A Square Meal honestly seems like a really good look at relief programs and social work overall. It talks a lot about public opinion and political opinion and the life situation people found themselves in and how people responded to the jobless throughout the Great Depression. The initial pity, the millionaires’ grand gesture of charity, President Hoover’s policy of leaving the relief effort up to the power of individuals. The shame that people who lined up in the breadlines felt, the fear and suspicion of people about whether these poor and hungry were “freeloading,” the poor entering the system and not being set up for success, therefore staying in the system, that being used as proof that they were freeloading. Federal policy trying to shift from relief in the form of money and food to relief in the form of educating about nutrition and having a bit of working requirement to get money or food in return, eventually going to providing federal jobs, but still paying less money than you’d get for an “actual” job I guess, only there weren’t enough federal jobs and the jobs were seasonal so a significant chunk of the year was spent waiting and budgeting for the next job.
There’s so much about the question of how do you help a population get out of poverty? There was some amount of recognition that starving people don’t really have the energy to find a job. A lot of federal social workers did as much advocating as they could, trying to balance their needs with avoiding a situation of learned helplessness. And at the same time, the country just having so little pity for those people who did need help, believing that people in that situation just were unwilling to get themselves out, spitting so much shame at them. Some states apparently made it a requirement to have your names published in the papers in order to apply for relief. Like. Jesus Christ. Is that still going on? Hope not.

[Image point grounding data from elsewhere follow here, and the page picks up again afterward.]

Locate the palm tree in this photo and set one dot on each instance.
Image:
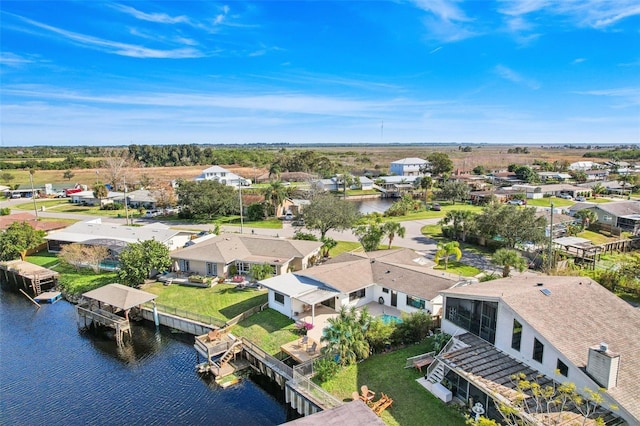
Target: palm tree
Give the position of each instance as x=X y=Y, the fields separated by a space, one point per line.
x=391 y=229
x=446 y=250
x=327 y=244
x=508 y=259
x=345 y=336
x=462 y=220
x=587 y=217
x=275 y=194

Anyways, apparently there used to be like federal camps and concentration camps (this was before “concentration camps” took on a reeeeal bad meaning in WWII lol) where they housed young men and put them to a sort of “military” regimen to try to get them able to leave and work. Which apparently was popular with states because it actually “cleaned up their streets” since all the homeless then went to those places sort of out of the way. But then of course they complained about these people getting “free rides” and the federal government defunded them until they couldn’t be as effective as maybe they could be and then all the homeless migrated back; so many migrant workers during the dust bowl trying to move to other states where they heard there were jobs but being met at the border by the police who jailed them and tried to kick them out or ship them to the next county or something to make it their problem. (USA still 50 countries in a trench coat lol) It just continues to be this cyclic story of providing relief, but not enough because nobody wants it funded that much, then getting angry at people for getting relief and defunding it and people suffering. It’s just a bit depressing to see.